Memotest 2017 - Z80 coding contest

Bill B · Post by **Bill B** » 14 Oct 2017 22:36

My entry came in at 41 bytes and 181 cycles.

It was tested in MEMU running CPM.

AndyKey · Post by **AndyKey** » 15 Oct 2017 19:17

My best submission is attached below.
It has

;
; Memofest 2017 - Z80 coding contest
; Submission #3 by Andy Key
; PRNG16 is 41 bytes and 185T excluding final RET, as before
; PRNG17 is 55 bytes and 348T excluding final RET, now < 2*T(PRNG16)
; PRNG17 is 66 bytes and 266T excluding final RET, also possible
;

thewiz · Post by **thewiz** » 16 Oct 2017 14:22

Here was my attempt at 52 bytes.

Code: Select all

CALC_PRNG

;* p := p XOR q XOR (p ROL a) XOR ((p XOR q) SHL b)
;*      1111111                     1111111

;* q := ((p XOR q) ROL c)
;*        1111111

		LD A, L			; BC = DE = (HL XOR DE)
		XOR E			; HL = old p
		LD C, A
		LD E, A
		LD A, H
		XOR D
		LD B, A
		LD D, A

; ????????????? SWAP BC and DE USAGE ???????????????

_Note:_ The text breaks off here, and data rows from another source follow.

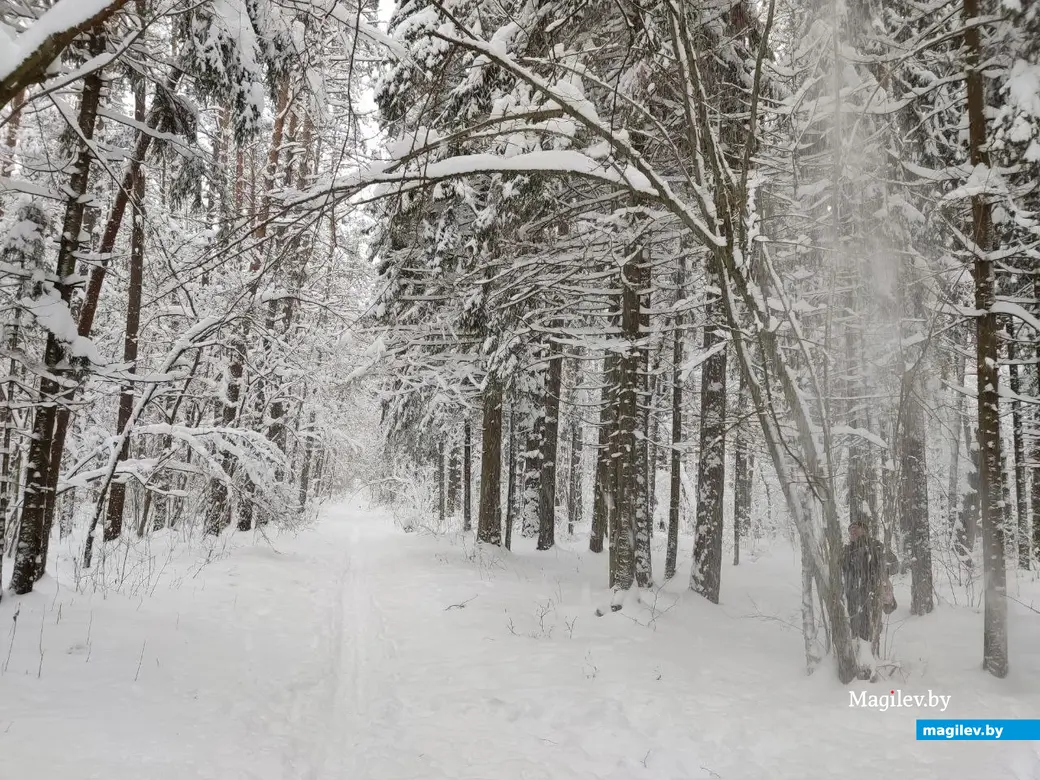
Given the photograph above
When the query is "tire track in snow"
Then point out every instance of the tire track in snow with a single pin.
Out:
(363, 706)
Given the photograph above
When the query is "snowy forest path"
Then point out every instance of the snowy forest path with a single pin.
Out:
(354, 651)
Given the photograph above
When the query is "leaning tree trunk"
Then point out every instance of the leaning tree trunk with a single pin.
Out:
(987, 361)
(29, 563)
(489, 523)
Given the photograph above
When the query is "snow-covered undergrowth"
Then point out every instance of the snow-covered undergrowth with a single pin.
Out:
(357, 651)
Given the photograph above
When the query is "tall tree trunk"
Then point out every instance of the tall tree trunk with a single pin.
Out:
(643, 520)
(913, 500)
(441, 487)
(603, 496)
(29, 562)
(28, 253)
(467, 475)
(455, 476)
(489, 523)
(117, 494)
(743, 470)
(953, 485)
(675, 497)
(1035, 489)
(1022, 514)
(626, 463)
(706, 574)
(575, 487)
(987, 361)
(10, 140)
(549, 449)
(512, 476)
(533, 462)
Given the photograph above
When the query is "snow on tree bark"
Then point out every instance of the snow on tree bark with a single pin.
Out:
(987, 357)
(705, 577)
(53, 385)
(489, 523)
(549, 448)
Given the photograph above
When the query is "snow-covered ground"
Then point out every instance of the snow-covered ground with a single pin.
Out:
(355, 651)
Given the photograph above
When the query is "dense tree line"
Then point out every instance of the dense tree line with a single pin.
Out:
(640, 268)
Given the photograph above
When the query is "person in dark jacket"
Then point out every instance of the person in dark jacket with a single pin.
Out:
(865, 571)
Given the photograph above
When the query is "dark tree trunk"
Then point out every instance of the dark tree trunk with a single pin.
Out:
(118, 492)
(531, 466)
(987, 361)
(455, 476)
(549, 449)
(643, 520)
(467, 476)
(489, 524)
(511, 485)
(29, 561)
(743, 470)
(1022, 514)
(675, 497)
(913, 503)
(604, 498)
(706, 575)
(626, 464)
(576, 488)
(441, 487)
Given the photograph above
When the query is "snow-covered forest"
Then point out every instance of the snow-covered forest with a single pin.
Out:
(654, 305)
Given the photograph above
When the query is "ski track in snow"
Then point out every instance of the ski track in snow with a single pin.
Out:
(358, 652)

;* p := p XOR q XOR (p ROL a) XOR ((p XOR q) SHL b)
;*      1111111      2222222        1111111

		XOR A			; HL = p ROL a
		SRL H
		RR L
		RRA
		SRL H
		RR L
		RRA
		OR H
		;LD H, A

;* p := p XOR q XOR (p ROL a) XOR ((p XOR q) SHL b)
;*      1111111 333  2222222        1111111

		;LD A, H		; BC = (p XOR q) XOR (p XOR a)
		XOR B			; DE still equal p XOR q
		LD B, A			; HL = not needed any more
		LD A, L
		XOR C
		LD C, A

		LD H, D
		LD L, E			; HL = DE = p XOR q

;* q := ((p XOR q) ROL c)
;*        1111111  22222

		LD A, D			; LSBit into C flag
		RRA
		RR E			; ROT LSB with C flag
		LD A, D			; ROT MSB with C flag
		RRA
		LD D, E
		LD E, A

;* p := p XOR q XOR (p ROL a) XOR ((p XOR q) SHL b)
;*      1111111 333  2222222        1111111  44444

		ADD HL, HL
		ADD HL, HL

;* p := p XOR q XOR (p ROL a) XOR ((p XOR q) SHL b)
;*      1111111 333  2222222  555   1111111  44444

		LD A, H
		XOR B
		LD B, A
		LD A, L
		XOR C
		LD C, A

		; At this point
		;	BC = new p
		;	DE = new q

		LD H, B
		LD L, C
		ADD HL, DE

		;	BC = new p
		;	HL = PRNG

		LD A, B			; Swap BC & HL
		LD B, H
		LD H, A
		LD A, C
		LD C, L
		LD L, A
	
		RET

Tony Brewer · Post by **Tony Brewer** » 16 Oct 2017 23:31

Thanks again to everyone who took part in Memotest 2017. Nobody beat or matched my Basic or Advanced code, therefore I cannot declare a winner but I hope those who entered were able to enjoy it.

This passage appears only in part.